The maintenance session was loving, long and hard and pushed me way past my limits. Sometimes it is just right, and works. It was one of those times. As difficult as it was, it left me feeling more settled and secure than I have in a while. I am not sitting comfortably today, but inside I feel much better. I do not know how Grant deals with what he has to do to be the spanker. I don’t think I would be able to do that. I have trouble being tough. He just gets it, somehow, that it truly helps me, and that makes it work for him, and for us. I guess that is what makes him the “Top”?

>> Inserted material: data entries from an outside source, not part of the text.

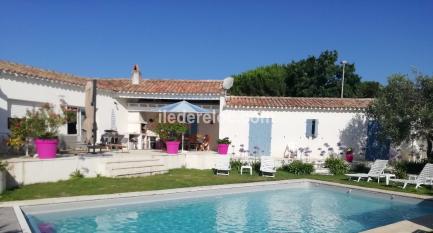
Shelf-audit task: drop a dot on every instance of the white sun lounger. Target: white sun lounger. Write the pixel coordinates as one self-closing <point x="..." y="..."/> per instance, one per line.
<point x="376" y="171"/>
<point x="222" y="166"/>
<point x="267" y="166"/>
<point x="424" y="178"/>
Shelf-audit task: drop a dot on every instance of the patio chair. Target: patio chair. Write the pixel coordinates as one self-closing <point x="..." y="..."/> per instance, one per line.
<point x="425" y="177"/>
<point x="222" y="166"/>
<point x="267" y="166"/>
<point x="376" y="171"/>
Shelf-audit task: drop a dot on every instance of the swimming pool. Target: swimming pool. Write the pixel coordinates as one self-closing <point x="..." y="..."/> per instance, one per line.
<point x="303" y="207"/>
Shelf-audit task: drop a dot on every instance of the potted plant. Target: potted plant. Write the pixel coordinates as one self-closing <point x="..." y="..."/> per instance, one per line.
<point x="171" y="133"/>
<point x="43" y="125"/>
<point x="349" y="154"/>
<point x="3" y="167"/>
<point x="19" y="135"/>
<point x="223" y="145"/>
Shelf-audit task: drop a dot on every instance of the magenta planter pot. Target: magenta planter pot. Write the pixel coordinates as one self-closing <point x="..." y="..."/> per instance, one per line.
<point x="46" y="148"/>
<point x="223" y="149"/>
<point x="172" y="147"/>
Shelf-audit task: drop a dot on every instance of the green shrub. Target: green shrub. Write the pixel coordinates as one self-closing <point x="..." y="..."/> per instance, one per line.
<point x="402" y="168"/>
<point x="235" y="164"/>
<point x="76" y="174"/>
<point x="336" y="166"/>
<point x="256" y="166"/>
<point x="298" y="167"/>
<point x="360" y="168"/>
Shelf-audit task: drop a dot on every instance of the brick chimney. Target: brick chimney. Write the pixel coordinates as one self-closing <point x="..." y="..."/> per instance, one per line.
<point x="136" y="75"/>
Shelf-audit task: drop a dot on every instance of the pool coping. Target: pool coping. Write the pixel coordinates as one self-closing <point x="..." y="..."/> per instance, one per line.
<point x="58" y="200"/>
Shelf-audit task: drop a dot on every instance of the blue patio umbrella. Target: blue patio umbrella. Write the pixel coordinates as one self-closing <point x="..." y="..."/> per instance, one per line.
<point x="182" y="107"/>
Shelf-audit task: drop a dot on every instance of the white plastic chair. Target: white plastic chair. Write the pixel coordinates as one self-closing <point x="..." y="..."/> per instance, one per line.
<point x="267" y="166"/>
<point x="376" y="171"/>
<point x="222" y="166"/>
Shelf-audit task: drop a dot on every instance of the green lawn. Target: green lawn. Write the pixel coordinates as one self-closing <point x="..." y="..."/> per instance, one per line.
<point x="176" y="178"/>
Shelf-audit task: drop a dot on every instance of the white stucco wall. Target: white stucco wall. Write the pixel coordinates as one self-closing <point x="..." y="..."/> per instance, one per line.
<point x="289" y="129"/>
<point x="32" y="92"/>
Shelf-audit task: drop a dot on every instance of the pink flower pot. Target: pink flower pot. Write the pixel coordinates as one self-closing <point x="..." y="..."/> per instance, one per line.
<point x="46" y="148"/>
<point x="223" y="149"/>
<point x="172" y="147"/>
<point x="349" y="157"/>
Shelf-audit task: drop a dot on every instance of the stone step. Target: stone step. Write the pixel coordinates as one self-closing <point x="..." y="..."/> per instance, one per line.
<point x="125" y="160"/>
<point x="322" y="171"/>
<point x="138" y="171"/>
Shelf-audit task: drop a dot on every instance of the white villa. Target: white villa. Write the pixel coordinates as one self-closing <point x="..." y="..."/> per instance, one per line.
<point x="261" y="125"/>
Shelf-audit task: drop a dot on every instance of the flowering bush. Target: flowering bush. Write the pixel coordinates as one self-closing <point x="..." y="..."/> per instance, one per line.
<point x="42" y="123"/>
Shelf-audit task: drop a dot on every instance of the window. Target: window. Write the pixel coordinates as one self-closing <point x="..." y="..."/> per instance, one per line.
<point x="312" y="128"/>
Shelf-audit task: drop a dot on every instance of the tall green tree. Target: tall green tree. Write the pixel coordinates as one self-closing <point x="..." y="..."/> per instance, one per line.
<point x="404" y="110"/>
<point x="311" y="77"/>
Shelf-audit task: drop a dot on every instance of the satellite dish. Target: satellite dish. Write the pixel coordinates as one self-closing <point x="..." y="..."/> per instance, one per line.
<point x="228" y="83"/>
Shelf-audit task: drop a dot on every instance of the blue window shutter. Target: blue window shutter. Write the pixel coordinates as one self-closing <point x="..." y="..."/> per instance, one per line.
<point x="308" y="129"/>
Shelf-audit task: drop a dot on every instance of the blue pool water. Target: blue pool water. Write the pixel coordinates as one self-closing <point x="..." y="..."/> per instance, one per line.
<point x="301" y="209"/>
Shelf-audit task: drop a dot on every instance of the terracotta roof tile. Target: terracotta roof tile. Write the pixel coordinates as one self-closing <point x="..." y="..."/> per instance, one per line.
<point x="213" y="87"/>
<point x="294" y="102"/>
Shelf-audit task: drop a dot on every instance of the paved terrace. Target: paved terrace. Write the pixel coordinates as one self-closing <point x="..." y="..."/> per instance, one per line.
<point x="8" y="221"/>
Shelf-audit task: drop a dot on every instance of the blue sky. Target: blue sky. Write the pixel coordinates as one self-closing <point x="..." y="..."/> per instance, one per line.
<point x="215" y="39"/>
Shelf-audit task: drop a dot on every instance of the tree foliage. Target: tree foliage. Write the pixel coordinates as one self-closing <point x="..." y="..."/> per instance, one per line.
<point x="404" y="110"/>
<point x="311" y="77"/>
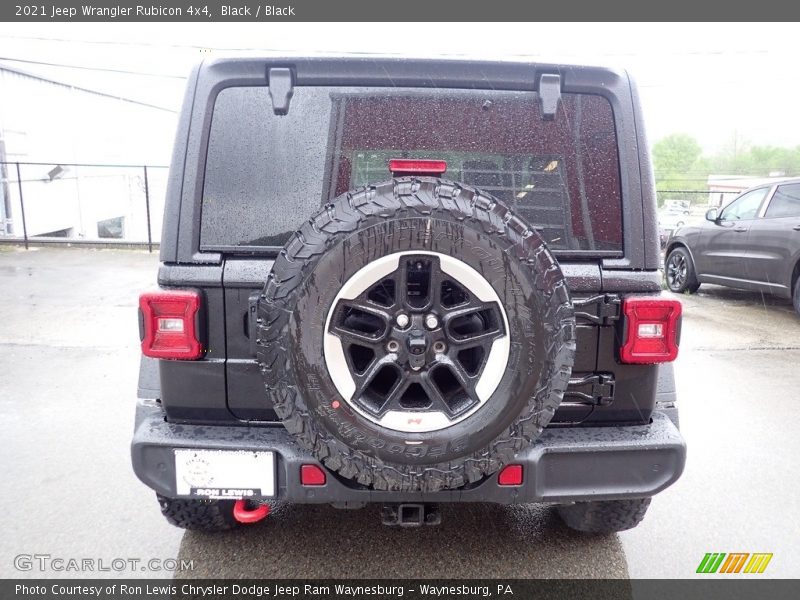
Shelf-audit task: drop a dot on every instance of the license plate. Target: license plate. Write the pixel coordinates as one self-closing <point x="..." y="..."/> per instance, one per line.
<point x="224" y="474"/>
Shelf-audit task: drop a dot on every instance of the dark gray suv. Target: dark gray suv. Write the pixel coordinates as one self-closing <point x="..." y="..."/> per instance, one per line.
<point x="753" y="243"/>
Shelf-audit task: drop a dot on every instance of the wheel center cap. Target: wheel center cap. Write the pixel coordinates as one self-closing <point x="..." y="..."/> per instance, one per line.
<point x="417" y="344"/>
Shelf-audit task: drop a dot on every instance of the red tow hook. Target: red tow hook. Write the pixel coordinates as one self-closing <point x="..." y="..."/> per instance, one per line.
<point x="245" y="515"/>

He also told me he thinks we should increase our maintenance session frequency from two to three times a week for a while. I agreed. It is better to preemptively deal with the stress we know will come than try to recover after the problems hit. Things are better now, but in two weeks we have to get our son to his first psychiatrist appointment, and there are still many issues with not only his Mom, but also my Dad now, as well. So many of us in our generation are caught between the older teens and the aging parents. Grant and I are determined to not have our marriage suffer. It is so wonderful to be on the same page with that. It helped to hear Grant tell me what I already knew, that our marriage is his number one concern. That I and our kids are first, before anyone or anything else, and always will be. It is something I do know. I was unaware that I needed to hear the words, but when he spoke them I felt myself relax immediately. I guess I needed the reassurance, and for him to talk about our boundaries, and reestablish our marital territory, in the midst of a lot of emotional chaos coming from the outside. Being clear on our priorities makes a huge difference, and I know with US in tact we can handle whatever comes.
There was also the warning factor of the spanking that was never spoken, but the message communicated just the same. Grant is clearly done with the exercise issue. I get that completely. He demonstrated a warning of the consequences last night without once even mentioning the issue. The spanking was in no way punitive, but I am fully convinced that I really do not want to go there! Tonight, when I was getting ready for bed, I suddenly remembered I had not finished the core exercises. I changed into my pajamas and just simply did them. No internal fuss. It would be nice if my reasons were lofty, but that would not be the truth. I did them, now without a debate in my head, not because I am wanting to be cooperative (I am), not because it is the right thing to do (it is), but moreover because I know I do not want the kind of punishment that I will receive by not doing them! Whatever works, I guess.